Makaila Nguebla, une aura révolutionnaire !

Makaila Nguebla

Makaila Nguebla

[Par Jean MATI]

Accueilli à la Maison des Journalistes à Paris, le blogueur tchadien, Makaila Nguebla a finalement obtenu son statut de réfugié en France. Au terme d’un long feuilleton diplomatique, la reconnaissance par la République française de la protection internationale pour Makaila est un triomphe de la liberté d’expression et des droits de l’homme dans le monde. Retour sur le parcours d’un combattant de la plume.

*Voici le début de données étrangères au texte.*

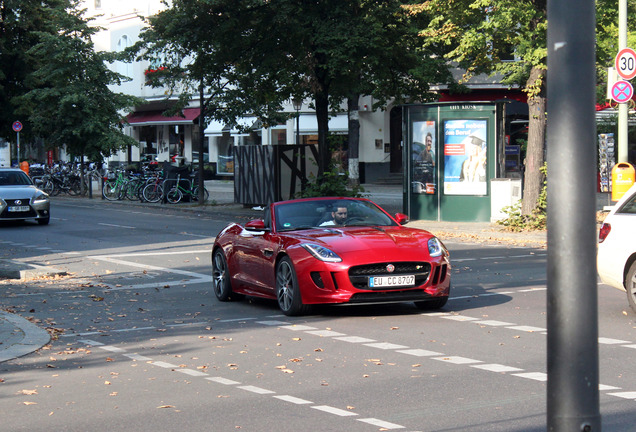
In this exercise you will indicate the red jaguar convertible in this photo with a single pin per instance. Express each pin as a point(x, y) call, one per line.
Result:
point(330, 250)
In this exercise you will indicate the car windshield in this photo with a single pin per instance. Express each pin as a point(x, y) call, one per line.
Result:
point(325, 213)
point(14, 178)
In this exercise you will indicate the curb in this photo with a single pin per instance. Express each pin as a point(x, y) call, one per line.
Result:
point(25, 337)
point(11, 269)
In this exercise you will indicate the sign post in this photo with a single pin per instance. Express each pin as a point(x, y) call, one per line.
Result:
point(622, 91)
point(17, 127)
point(625, 63)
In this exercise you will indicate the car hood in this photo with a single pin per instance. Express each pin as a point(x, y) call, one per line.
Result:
point(15, 192)
point(383, 242)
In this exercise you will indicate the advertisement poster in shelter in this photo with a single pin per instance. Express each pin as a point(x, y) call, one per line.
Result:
point(424, 157)
point(465, 157)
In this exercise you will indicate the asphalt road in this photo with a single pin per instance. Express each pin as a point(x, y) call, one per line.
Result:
point(141, 344)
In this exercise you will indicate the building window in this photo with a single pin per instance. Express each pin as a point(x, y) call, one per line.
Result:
point(124, 68)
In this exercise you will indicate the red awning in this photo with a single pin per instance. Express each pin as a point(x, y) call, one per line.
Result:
point(142, 118)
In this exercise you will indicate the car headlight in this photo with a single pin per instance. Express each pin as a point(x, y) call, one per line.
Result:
point(41, 198)
point(322, 253)
point(435, 247)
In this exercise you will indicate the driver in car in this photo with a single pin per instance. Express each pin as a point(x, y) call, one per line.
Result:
point(338, 217)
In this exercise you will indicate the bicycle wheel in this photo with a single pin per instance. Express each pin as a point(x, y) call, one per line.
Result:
point(111, 191)
point(74, 187)
point(174, 195)
point(195, 194)
point(131, 191)
point(48, 187)
point(153, 193)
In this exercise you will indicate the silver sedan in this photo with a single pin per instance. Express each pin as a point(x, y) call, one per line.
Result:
point(20, 199)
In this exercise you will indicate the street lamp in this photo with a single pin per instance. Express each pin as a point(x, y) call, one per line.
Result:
point(298, 104)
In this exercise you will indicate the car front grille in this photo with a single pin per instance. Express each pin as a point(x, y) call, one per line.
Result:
point(359, 275)
point(6, 214)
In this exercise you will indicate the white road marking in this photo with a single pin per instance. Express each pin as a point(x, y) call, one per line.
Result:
point(192, 372)
point(457, 360)
point(112, 348)
point(90, 342)
point(223, 381)
point(385, 345)
point(332, 410)
point(138, 357)
point(528, 329)
point(537, 376)
point(493, 323)
point(236, 319)
point(624, 395)
point(460, 318)
point(257, 390)
point(381, 424)
point(610, 341)
point(115, 225)
point(354, 339)
point(299, 327)
point(292, 399)
point(419, 352)
point(324, 333)
point(164, 365)
point(273, 323)
point(493, 367)
point(603, 387)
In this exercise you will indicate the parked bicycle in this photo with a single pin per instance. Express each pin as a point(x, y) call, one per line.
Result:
point(177, 191)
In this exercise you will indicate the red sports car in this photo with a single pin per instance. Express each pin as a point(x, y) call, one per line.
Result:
point(330, 250)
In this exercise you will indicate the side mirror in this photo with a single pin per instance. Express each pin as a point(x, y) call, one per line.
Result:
point(255, 225)
point(401, 218)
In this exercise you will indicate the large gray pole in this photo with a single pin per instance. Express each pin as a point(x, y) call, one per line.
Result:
point(623, 109)
point(573, 394)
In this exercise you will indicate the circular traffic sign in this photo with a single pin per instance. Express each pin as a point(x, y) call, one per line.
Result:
point(622, 91)
point(625, 63)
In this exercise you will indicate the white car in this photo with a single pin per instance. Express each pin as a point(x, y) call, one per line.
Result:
point(616, 258)
point(20, 199)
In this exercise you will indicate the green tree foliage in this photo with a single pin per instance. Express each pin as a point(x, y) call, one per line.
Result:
point(63, 89)
point(19, 21)
point(477, 36)
point(254, 55)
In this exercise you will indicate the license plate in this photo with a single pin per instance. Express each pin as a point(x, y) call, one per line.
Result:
point(19, 208)
point(388, 281)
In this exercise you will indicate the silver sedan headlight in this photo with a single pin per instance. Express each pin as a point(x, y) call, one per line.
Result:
point(41, 198)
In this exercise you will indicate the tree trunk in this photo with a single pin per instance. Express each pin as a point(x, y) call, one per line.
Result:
point(322, 117)
point(535, 154)
point(354, 140)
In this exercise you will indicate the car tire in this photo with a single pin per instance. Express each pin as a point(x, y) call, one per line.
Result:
point(221, 278)
point(630, 286)
point(287, 289)
point(436, 303)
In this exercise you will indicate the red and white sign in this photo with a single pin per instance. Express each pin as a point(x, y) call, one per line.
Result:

Le jeune journaliste tchadien a été expulsé de deux pays africains : le Sénégal et la Tunisie. Il aura fallu attendre la France, un pays européen pour lui venir à la rescousse. En Afrique, il est extrêmement rare qu’un homme ou une femme devienne célèbre pour avoir été expulsé d’un pays. Mais dans un contexte aussi politisé que celui de l’ « Affaire Makaila Nguebla », l’occasion faisait sans doute le larron. Dès les premiers faits établis, on a imaginé une vieille histoire rocambolesque racontée par les sages conteurs africains sur un arbre qui cache toute une forêt. Officiellement, il a été expulsé du Sénégal vers la Guinée Conakry, en raison d’un séjour illégal mais cela ressemble fort à un simple prétexte. Les raisons évoquées par les autorités sénégalaises n’ont pas été convaincantes. Mais au-delà de cela, on pouvait bien penser que leurs motivations étaient ailleurs. Qui était derrière cette démarche ? Pourquoi Makaila Nguebla faisait-il peur ?

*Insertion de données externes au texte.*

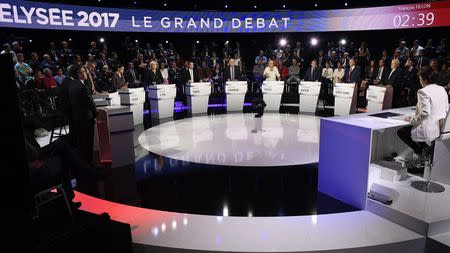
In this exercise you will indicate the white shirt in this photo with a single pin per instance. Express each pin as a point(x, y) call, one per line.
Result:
point(165, 75)
point(338, 75)
point(271, 75)
point(191, 74)
point(327, 73)
point(431, 108)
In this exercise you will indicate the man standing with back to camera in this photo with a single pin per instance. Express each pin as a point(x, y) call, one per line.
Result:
point(81, 112)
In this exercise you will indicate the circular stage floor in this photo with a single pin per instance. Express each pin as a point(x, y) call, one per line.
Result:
point(227, 140)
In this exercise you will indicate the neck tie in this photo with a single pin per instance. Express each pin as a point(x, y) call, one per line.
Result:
point(392, 71)
point(134, 76)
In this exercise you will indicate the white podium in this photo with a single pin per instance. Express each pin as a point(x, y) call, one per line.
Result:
point(198, 97)
point(272, 92)
point(134, 98)
point(344, 98)
point(309, 95)
point(106, 99)
point(162, 99)
point(235, 91)
point(379, 98)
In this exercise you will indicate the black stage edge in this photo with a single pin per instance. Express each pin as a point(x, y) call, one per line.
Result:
point(187, 187)
point(87, 232)
point(15, 184)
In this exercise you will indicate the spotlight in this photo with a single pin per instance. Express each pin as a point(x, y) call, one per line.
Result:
point(225, 211)
point(174, 224)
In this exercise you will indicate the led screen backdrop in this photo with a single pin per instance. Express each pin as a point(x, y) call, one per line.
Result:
point(36, 15)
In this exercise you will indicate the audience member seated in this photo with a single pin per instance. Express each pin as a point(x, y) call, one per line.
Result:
point(59, 77)
point(48, 81)
point(24, 70)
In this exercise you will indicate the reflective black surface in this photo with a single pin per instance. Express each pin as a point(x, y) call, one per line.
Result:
point(173, 185)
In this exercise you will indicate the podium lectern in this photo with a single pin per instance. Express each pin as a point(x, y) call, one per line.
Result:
point(106, 99)
point(134, 98)
point(344, 98)
point(162, 99)
point(379, 98)
point(272, 92)
point(198, 97)
point(309, 95)
point(235, 91)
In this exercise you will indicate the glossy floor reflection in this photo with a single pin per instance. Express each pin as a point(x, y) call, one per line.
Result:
point(227, 139)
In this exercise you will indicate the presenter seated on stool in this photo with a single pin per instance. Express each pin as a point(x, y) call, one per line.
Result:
point(431, 110)
point(258, 105)
point(271, 72)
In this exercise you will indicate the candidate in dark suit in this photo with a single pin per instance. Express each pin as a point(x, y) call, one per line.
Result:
point(81, 112)
point(314, 73)
point(232, 72)
point(395, 79)
point(353, 73)
point(132, 77)
point(382, 73)
point(190, 74)
point(153, 76)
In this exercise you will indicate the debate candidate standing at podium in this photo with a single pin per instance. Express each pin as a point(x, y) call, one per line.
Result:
point(313, 73)
point(153, 76)
point(353, 73)
point(232, 72)
point(190, 74)
point(271, 72)
point(431, 109)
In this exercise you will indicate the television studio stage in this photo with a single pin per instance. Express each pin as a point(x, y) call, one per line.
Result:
point(348, 149)
point(251, 165)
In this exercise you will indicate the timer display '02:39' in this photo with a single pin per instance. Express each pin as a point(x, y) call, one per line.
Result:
point(421, 19)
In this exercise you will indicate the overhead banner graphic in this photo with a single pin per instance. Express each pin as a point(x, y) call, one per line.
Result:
point(37, 15)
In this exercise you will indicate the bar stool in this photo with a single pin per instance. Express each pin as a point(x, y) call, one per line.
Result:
point(428, 185)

Pleins feux sur Makaila Nguebla

Né le 31 décembre 1970 à Ndjamena, la capitale tchadienne, Makaila Nguebla est issu d’une famille modeste. Ses noms ont une signification plus particulière. D’abord Makaila est un nom arabe d’origine africanisée, c’est-à-dire Mikail qui veut dire l’ange de la pluie ou des verdures. Nguebla, ensuite, veut dire la famille élargie.

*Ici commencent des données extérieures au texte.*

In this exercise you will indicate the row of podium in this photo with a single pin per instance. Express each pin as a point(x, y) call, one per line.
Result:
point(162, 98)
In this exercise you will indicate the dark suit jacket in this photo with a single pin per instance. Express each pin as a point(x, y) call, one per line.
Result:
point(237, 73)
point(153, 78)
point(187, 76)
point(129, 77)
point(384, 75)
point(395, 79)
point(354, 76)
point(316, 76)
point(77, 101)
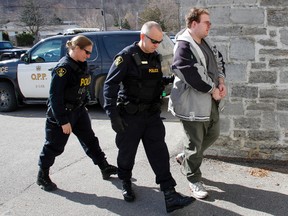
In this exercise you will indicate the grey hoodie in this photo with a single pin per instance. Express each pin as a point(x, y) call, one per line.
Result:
point(190, 97)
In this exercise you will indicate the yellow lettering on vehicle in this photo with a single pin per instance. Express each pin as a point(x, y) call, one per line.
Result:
point(3, 69)
point(85, 81)
point(153, 70)
point(38, 76)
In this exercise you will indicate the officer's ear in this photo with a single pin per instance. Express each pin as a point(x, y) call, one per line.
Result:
point(142, 36)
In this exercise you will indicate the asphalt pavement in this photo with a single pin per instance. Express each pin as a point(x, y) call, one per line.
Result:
point(235, 187)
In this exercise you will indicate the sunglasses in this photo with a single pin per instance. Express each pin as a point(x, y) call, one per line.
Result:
point(87, 52)
point(153, 41)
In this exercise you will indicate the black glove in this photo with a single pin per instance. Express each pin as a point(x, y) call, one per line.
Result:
point(168, 79)
point(118, 124)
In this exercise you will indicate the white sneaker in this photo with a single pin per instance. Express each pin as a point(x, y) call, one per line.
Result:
point(179, 158)
point(198, 190)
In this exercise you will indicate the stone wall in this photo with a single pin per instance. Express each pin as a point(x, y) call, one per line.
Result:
point(253, 37)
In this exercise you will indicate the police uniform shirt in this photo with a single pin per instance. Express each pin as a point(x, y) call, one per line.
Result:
point(63, 77)
point(123, 68)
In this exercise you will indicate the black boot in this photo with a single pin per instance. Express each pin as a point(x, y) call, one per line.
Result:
point(44, 180)
point(174, 200)
point(107, 170)
point(127, 191)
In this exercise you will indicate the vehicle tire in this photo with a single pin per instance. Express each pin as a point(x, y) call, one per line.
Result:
point(8, 100)
point(101, 97)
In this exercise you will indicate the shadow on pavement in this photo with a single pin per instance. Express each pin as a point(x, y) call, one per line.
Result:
point(149, 201)
point(269, 165)
point(246, 197)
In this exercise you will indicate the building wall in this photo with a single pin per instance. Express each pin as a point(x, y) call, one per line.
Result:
point(253, 37)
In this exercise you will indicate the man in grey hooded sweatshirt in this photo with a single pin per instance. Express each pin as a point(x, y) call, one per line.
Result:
point(197, 90)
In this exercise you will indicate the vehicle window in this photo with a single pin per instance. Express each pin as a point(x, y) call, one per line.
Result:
point(166, 47)
point(115, 43)
point(49, 51)
point(6, 45)
point(94, 50)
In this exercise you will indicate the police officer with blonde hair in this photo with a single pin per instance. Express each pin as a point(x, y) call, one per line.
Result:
point(135, 113)
point(67, 114)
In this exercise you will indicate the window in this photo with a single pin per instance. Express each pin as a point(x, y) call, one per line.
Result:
point(115, 43)
point(49, 51)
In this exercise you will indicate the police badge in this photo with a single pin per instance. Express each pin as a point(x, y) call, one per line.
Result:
point(61, 71)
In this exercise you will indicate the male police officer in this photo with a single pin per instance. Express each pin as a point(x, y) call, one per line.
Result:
point(135, 113)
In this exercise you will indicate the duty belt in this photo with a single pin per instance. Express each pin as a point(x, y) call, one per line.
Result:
point(132, 108)
point(73, 107)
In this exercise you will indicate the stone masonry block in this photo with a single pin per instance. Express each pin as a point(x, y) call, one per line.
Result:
point(280, 3)
point(236, 72)
point(277, 17)
point(261, 106)
point(274, 93)
point(269, 120)
point(244, 91)
point(239, 134)
point(236, 31)
point(268, 42)
point(263, 77)
point(248, 16)
point(283, 120)
point(284, 36)
point(242, 49)
point(233, 109)
point(283, 77)
point(225, 125)
point(280, 63)
point(219, 15)
point(274, 52)
point(282, 105)
point(264, 135)
point(258, 65)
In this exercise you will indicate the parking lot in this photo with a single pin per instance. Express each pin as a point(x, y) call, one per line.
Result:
point(234, 187)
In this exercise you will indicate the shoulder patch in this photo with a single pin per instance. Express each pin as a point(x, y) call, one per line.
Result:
point(118, 60)
point(61, 71)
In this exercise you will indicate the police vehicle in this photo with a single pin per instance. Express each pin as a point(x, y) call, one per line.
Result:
point(27, 80)
point(8, 51)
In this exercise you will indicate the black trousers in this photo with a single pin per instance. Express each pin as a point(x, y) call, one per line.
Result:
point(150, 129)
point(56, 140)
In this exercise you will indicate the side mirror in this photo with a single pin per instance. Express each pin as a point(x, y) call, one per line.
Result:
point(24, 57)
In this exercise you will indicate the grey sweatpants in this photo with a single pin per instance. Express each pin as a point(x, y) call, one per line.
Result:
point(200, 136)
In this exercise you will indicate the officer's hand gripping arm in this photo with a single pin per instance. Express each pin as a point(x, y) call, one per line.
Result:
point(118, 124)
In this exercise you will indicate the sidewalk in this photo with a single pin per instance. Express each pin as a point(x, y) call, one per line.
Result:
point(235, 188)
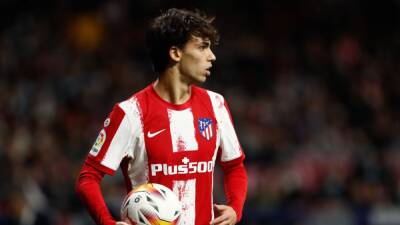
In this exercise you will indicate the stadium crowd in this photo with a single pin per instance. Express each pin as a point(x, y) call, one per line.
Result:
point(313, 88)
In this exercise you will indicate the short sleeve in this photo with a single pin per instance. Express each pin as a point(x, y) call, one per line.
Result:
point(114, 141)
point(229, 143)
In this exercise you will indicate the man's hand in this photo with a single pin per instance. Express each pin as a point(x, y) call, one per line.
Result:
point(225, 215)
point(121, 223)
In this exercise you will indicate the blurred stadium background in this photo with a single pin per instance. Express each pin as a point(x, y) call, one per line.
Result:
point(313, 86)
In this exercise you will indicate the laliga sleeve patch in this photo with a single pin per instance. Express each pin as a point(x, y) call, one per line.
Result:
point(99, 142)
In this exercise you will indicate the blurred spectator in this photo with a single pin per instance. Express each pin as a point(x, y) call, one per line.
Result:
point(314, 88)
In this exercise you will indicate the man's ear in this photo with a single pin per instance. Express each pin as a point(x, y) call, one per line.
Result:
point(175, 53)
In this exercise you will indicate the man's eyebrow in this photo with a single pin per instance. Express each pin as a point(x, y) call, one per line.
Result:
point(205, 43)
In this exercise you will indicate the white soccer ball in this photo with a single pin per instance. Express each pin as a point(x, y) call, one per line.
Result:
point(151, 204)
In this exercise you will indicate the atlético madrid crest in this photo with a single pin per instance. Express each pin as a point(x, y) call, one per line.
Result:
point(205, 127)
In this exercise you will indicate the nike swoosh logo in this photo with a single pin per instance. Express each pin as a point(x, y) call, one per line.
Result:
point(151, 135)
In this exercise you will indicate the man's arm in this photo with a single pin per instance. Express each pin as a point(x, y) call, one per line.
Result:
point(235, 184)
point(88, 188)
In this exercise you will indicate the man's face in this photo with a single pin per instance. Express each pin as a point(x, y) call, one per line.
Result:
point(196, 60)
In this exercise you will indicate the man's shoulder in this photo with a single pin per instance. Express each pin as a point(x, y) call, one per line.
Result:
point(210, 93)
point(133, 102)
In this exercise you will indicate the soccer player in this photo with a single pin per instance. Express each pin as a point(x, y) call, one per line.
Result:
point(172, 132)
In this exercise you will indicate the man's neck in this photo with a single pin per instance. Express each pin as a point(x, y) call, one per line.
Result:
point(170, 88)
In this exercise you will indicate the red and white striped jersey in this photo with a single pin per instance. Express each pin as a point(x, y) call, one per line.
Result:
point(174, 145)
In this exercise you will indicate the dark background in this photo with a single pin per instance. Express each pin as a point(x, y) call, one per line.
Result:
point(313, 87)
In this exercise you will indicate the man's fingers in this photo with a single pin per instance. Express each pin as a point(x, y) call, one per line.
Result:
point(218, 220)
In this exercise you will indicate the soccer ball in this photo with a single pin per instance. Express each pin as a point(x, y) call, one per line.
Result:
point(151, 204)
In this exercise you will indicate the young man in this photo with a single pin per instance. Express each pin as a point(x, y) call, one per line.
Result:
point(172, 124)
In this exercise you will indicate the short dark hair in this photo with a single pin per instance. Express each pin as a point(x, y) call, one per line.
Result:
point(175, 27)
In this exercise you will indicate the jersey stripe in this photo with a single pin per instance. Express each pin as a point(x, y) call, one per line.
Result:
point(182, 130)
point(136, 172)
point(229, 142)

A l’âge de 9 ans, Makaila perd son père. Élevé par sa mère, Makaila fréquente l’école Bololo à Ndjamena , le collège d’enseignement général N° 2 et le lycée technique commercial d’où il sort plus tard avec un Bac. Avec ses 1,72 m et 70 Kg, Makaila aurait pu faire un bon sportif, mais son intérêt pour le journalisme le pousse à créer son blog. En 2000 , il suit une formation à l’Institut tuniso-canadien en administration commerciale en Tunisie. En 2005, Makaila est expulsé de la Tunisie vers le Sénégal. Toujours politique ? Une petite odeur de ça. A Dakar, Makaila se reconstitue et s’arme de nouveau. Il intègre l’Institut Supérieur de Communication et de Journalisme. Après avoir obtenu son diplôme en journalisme, Makaila rejoint la radio « Manoore ». Selon les observateurs avisés, la notoriété de Makaila à Dakar serait à la base de son expulsion vers la Guinée.

Makaila est un homme de principe. Il est loin d’être ce prototype de personne qui épouse facilement l’inconscient populaire. Disposant d’un charisme naturel, Nguebla a une aura révolo qui cache pas mal sa gentillesse. Le natif de Ndjamena est aussi un vrai leader qui mène son peuple vers une direction grâce à son combat. L’option qu’il favorise est le changement au Tchad, c’est-à-dire le « dictateur Deby doit dégager ! » et laisser la place à la nouvelle alternative. Comme un militaire au front, la plus grande arme de Makaila Nguebla est bel et bien son blog – http://makaila.over-blog.com/ . Ce dernier fait tabac sur les réseaux sociaux et est bien présent dans le paysage médiatique francophone.

Pour M. Nguebla, son engagement militant résulte dans le fait que son pays, le Tchad, est soumis à une dictature extrême qui suscite une prise de conscience individuelle et collective basée sur un sursaut national pour trouver une solution à la démocratie et à un État de droit.

Malgré son combat pour le changement dans son pays, Makaila se veut juste un citoyen tchadien, journaliste, blogueur et militant des droits humains qui aspire à vivre chez lui dans le respect et la dignité . En attendant qu’il y ait une nouvelle donne au Tchad, Makaila garde toujours son foulard au cou en signe de combat. Une grande bataille pour la liberté d’expression et l’égalité des peuples.